Hitendra Dave, managing director and head of markets, HSBC India, in conversation with Vishal Chhabria and Sheetal Agarwal, shares his views on the current market turmoil.
What is your near-term outlook?
There is an overall reassessment of asset prices globally, irrespective of whether an emerging market is healthy or benefiting from global developments.
India is caught up in that and we are experiencing outflows that are not very large at $100-200 million a day.
The sharp fall in crude oil prices is a bounty. It allows the government to find resources without having to raise taxes or borrow more.
Just three months ago there was a widespread sense that the Reserve Bank of India (RBI)'s space for further monetary accommodation was limited.
The space for easing has opened up. Although the situation has improved, market sentiment has worsened.
The considerable and consistent inflow of domestic money played a significant role in the second half of 2015 by absorbing almost matching FII (foreign institutional investor) outflows.
If this trend persists, you are replacing institutional and leveraged money with household savings.
So long as there are concerns about world trade, growth and oil prices, the domestic market will remain volatile. One should be prepared for a slightly bumpy ride.
The rupee has depreciated less than other emerging market (EM) currencies. Is that a problem?
Since January 2015, the rupee has weakened less than seven per cent against the dollar.
But, almost everyone else's currency, be it Argentina, Brazil, South Africa, Russia, Turkey, Mexico, Chile, South Korea or Thailand has fallen between nine per cent and 37 per cent.
The rupee's challenge is its outperformance against other EM currencies. This reduces our competitive advantage.

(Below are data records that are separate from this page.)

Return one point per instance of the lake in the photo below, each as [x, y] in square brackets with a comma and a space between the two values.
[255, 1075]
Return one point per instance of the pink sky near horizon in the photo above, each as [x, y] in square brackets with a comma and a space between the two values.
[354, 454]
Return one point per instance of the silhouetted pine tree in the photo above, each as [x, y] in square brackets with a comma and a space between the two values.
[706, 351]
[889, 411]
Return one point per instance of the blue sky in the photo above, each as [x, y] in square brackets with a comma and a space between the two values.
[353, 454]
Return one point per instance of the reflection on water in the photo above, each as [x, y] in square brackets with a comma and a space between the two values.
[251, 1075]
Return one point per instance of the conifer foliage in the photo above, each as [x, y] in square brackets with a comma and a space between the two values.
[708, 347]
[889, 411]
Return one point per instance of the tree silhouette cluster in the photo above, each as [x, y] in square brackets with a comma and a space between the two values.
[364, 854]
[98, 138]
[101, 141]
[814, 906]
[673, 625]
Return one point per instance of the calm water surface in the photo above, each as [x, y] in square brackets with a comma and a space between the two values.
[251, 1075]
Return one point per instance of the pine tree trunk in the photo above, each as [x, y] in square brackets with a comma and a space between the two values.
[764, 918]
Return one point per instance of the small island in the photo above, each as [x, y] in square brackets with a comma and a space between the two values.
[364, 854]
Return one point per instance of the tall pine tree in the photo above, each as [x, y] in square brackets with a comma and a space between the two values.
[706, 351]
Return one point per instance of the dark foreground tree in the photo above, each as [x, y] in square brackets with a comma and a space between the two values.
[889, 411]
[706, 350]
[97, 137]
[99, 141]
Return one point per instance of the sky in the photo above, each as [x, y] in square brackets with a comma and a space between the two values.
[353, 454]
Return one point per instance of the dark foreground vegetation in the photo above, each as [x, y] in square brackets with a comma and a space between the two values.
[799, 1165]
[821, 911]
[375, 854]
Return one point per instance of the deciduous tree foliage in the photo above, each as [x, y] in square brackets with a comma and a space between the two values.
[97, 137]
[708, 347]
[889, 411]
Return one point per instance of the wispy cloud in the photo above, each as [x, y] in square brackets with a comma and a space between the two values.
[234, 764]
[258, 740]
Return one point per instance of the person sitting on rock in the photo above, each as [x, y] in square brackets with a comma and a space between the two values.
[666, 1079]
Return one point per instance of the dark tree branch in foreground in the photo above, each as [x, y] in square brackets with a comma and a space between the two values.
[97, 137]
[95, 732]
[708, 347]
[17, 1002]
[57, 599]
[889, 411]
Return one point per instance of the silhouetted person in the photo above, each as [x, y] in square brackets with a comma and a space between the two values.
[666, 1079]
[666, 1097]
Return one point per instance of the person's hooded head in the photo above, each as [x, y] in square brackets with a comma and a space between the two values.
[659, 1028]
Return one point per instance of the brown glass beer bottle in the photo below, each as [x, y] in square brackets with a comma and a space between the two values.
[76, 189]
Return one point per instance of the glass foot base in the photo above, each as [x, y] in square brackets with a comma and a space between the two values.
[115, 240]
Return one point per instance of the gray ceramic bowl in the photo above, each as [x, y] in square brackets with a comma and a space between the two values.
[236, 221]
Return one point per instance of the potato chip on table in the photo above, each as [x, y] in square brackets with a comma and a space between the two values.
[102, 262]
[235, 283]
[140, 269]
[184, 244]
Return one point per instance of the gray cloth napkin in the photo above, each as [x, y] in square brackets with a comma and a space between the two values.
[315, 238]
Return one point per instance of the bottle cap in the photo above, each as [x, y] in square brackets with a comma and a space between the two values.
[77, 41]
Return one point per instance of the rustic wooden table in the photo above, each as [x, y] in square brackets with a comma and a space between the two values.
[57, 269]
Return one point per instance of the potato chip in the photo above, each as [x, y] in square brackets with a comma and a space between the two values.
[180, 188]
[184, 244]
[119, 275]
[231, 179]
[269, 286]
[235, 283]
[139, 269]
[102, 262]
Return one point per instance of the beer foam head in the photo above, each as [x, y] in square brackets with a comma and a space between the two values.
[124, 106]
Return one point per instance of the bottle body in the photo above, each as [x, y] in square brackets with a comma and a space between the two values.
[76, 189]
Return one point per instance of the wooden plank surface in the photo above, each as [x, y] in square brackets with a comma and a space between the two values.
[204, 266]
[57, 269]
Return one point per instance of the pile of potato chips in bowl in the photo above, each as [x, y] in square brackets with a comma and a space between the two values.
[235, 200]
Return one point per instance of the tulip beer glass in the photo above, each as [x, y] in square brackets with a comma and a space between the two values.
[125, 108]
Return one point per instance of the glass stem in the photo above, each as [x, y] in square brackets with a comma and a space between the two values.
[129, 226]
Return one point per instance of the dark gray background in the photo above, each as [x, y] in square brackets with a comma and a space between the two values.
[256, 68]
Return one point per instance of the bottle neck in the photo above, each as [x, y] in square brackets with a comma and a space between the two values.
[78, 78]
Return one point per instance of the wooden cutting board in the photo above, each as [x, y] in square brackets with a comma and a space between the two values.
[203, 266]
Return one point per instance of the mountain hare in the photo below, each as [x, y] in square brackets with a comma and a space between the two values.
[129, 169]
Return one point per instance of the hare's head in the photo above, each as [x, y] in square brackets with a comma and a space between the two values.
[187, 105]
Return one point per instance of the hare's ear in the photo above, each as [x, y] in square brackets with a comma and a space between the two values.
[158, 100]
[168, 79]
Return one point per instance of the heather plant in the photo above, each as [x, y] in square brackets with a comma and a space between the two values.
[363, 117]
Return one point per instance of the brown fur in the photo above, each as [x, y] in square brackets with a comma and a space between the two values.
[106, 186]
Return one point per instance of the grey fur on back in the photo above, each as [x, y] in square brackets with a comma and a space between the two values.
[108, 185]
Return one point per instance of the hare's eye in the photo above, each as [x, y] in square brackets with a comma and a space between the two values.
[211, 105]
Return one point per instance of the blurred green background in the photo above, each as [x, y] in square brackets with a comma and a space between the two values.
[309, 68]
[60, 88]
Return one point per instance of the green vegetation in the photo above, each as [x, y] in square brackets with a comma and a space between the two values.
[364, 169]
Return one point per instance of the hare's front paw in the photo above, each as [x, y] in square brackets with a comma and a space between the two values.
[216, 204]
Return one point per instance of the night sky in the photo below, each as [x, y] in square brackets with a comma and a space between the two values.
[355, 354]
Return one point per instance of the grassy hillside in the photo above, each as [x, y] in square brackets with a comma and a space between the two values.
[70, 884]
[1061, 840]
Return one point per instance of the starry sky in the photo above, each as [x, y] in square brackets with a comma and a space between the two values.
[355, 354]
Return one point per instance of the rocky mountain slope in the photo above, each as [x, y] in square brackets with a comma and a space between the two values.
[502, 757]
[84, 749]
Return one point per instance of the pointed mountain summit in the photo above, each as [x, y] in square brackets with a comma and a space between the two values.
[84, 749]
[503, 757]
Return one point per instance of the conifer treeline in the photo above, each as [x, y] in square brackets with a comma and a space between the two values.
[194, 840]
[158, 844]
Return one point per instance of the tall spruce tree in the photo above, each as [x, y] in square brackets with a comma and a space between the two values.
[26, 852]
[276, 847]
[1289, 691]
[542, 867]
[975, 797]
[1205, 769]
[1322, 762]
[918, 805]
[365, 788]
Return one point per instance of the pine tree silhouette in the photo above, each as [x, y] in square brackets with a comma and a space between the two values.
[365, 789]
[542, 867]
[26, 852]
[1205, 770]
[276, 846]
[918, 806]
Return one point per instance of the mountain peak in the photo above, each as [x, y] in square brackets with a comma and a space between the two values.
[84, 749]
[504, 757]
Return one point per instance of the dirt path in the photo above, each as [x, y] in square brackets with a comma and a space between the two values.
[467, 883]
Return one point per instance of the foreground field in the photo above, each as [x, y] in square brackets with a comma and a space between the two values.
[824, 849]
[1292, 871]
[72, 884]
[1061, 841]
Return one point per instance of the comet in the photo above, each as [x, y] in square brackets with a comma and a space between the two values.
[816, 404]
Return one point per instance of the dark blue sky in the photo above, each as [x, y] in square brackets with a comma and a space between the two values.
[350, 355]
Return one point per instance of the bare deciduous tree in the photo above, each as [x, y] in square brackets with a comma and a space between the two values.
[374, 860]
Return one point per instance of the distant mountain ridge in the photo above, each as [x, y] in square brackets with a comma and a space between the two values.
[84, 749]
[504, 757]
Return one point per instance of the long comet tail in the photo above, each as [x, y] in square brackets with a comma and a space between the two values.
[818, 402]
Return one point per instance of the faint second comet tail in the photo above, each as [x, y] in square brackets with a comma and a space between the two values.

This period of rupee weakness is a welcome development.
How expensive are Indian markets at 18-19 times earnings?
Any big money manager takes into account a significant part of the growth potential of a country and its companies over one to 10 years, depending on his investment horizon.
India's valuation can potentially be justified because it is one of the few markets benefiting from global developments.
India saved $50 billion more in 2015 simply because oil prices came down.
This money was split among consumers, oil companies and the government.
Inflation and the current account and fiscal deficits are trending in the right way.
There is a strong political leadership and a strong central bank leadership.
These filters are difficult to find in other emerging markets. India is setting itself up for a medium-term period of growth that will be 2-2.5 times that of world growth.
That is why the premium seems justified.
Your outlook on earnings growth and which sectors will drive this?
Companies benefiting either from currency weakness or lowering of interest rates or those that buy commodities in bulk for sale to consumers as branded products will continue to grow.
We expect earnings growth to climb to 19.1 per cent in 2016.
When do you expect the transmission of rates to gather pace?
If we are so deeply into a rate cut cycle, should we not have liquidity conditions that reflect a clearly accommodative monetary policy stance, so that banks have that liquidity and then look for borrowers by lowering rates?
I really do hope there is a re-look at the current liquidity framework.